The next segment, “Yuletide Greetings From Linus” features Linus trying to write his letter to Santa Claus and having trouble getting to know the new girl in class who sits behind him and constantly blows him off. We then move to “Seasons Greetings From Sally” that has Charlie’s little sister writing up her list to Samantha Claus and going out to “fall down” a tree because she can’t cut one down. One does fall down in some ugly kid’s lawn and she manages to take it home much to the ugly kid’s dismay. We later find out that she gets laughed at in school for the ”Samantha” blunder, and she and the ugly kid patch things up before Christmas day.

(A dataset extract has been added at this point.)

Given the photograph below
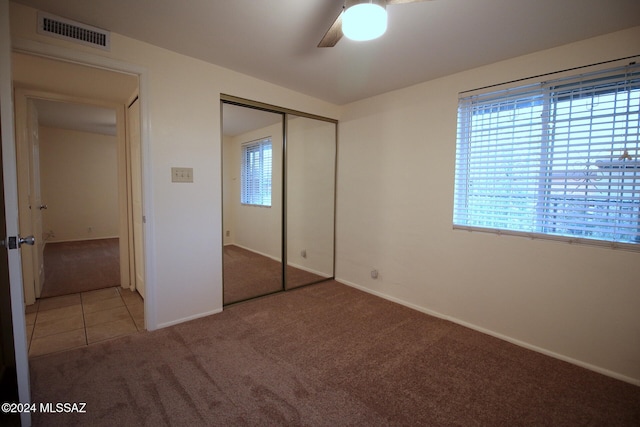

From there we head to a segment called “Peace On Earth From Lucy,” which really just has Lucy being her crabby self while spreading a bit o’ holiday cheer, her way. And finally there’s “Merry Christmas From Charlie Brown” that centers on Chuck trying to write the perfect card to the Little Red-Haired Girl. Of course he fumbles through it and we stumble to the end where we get to see some off the Christmas Day activities of some of the gang and what happened to some of their presents that got delivered to the wrong place.
The second special is actually funnier than the Christmas special and better written. Is This Goodbye, Charlie Brown is from 1982 and finds the Peanuts gang facing the issue of two of their most loved friends having to move away. Linus and Lucy Van Pelt are forced to move as their father has gotten a new job in another part of the country. Some of the best scenes involve Snoopy in multiple disguises and roles. As he tries to steal Linus’ blanket in the very beginning, we see him hide behind a bush then try again as a blind man complete with pencil cup. Snoopy’s next role is as the replacement psychiatrist at Lucy’s therapy stand where he has his little round glasses on and a classic therapist goatee. From there Snoopy caters the Van Pelt children’s going-away party with dog treats while sporting his chef’s hat.
Meanwhile, Schroeder winds up missing Lucy’s harassment as he plays Beethoven on his baby piano and sad Snoopy cherishes the blanket that Linus left behind just for him. Then there is the best part of the story where Peppermint Patty deals with the fact that she is “sweet” on old Chuck. This realization leads to her calling Chuck at 2 a.m. and a more than half asleep Chuck answering the phone (the sleepy look on his face is priceless) and replying in gibberish to her idea for them to go out on a date and eventually falling asleep standing at the phone.
Once he wakes up a bit and wonders why he’s on the phone with no one, he’s wide awake and can’t sleep. This leads to him pondering if he’ll ever fall asleep again or if he’s dead, which for some reason had me cracking up with laughter. He then falls fast asleep, and that date never happens as Chuck has no idea what was said over the phone and can hardly remember answering at all. In the end of course all ends well as Linus and Lucy’s father decides to turn down the new job and the family moves back. Snoopy gives Linus back his beloved blanket, Lucy resumes her crabby nature around the block, and all is right with the world again.
Charlie Brown’s Christmas Tales on DVD is worth it for fans who can’t get enough of the Peanuts gang and especially for the bonus gem of Is This Goodbye, Charlie Brown. None of the later Christmas specials can top the original but for fans and younger children this disc will be well worth the 45 minutes it takes to sit back and enjoy the wonderful world of Charles M. Schulz’s Peanuts gang. Happy Holidays.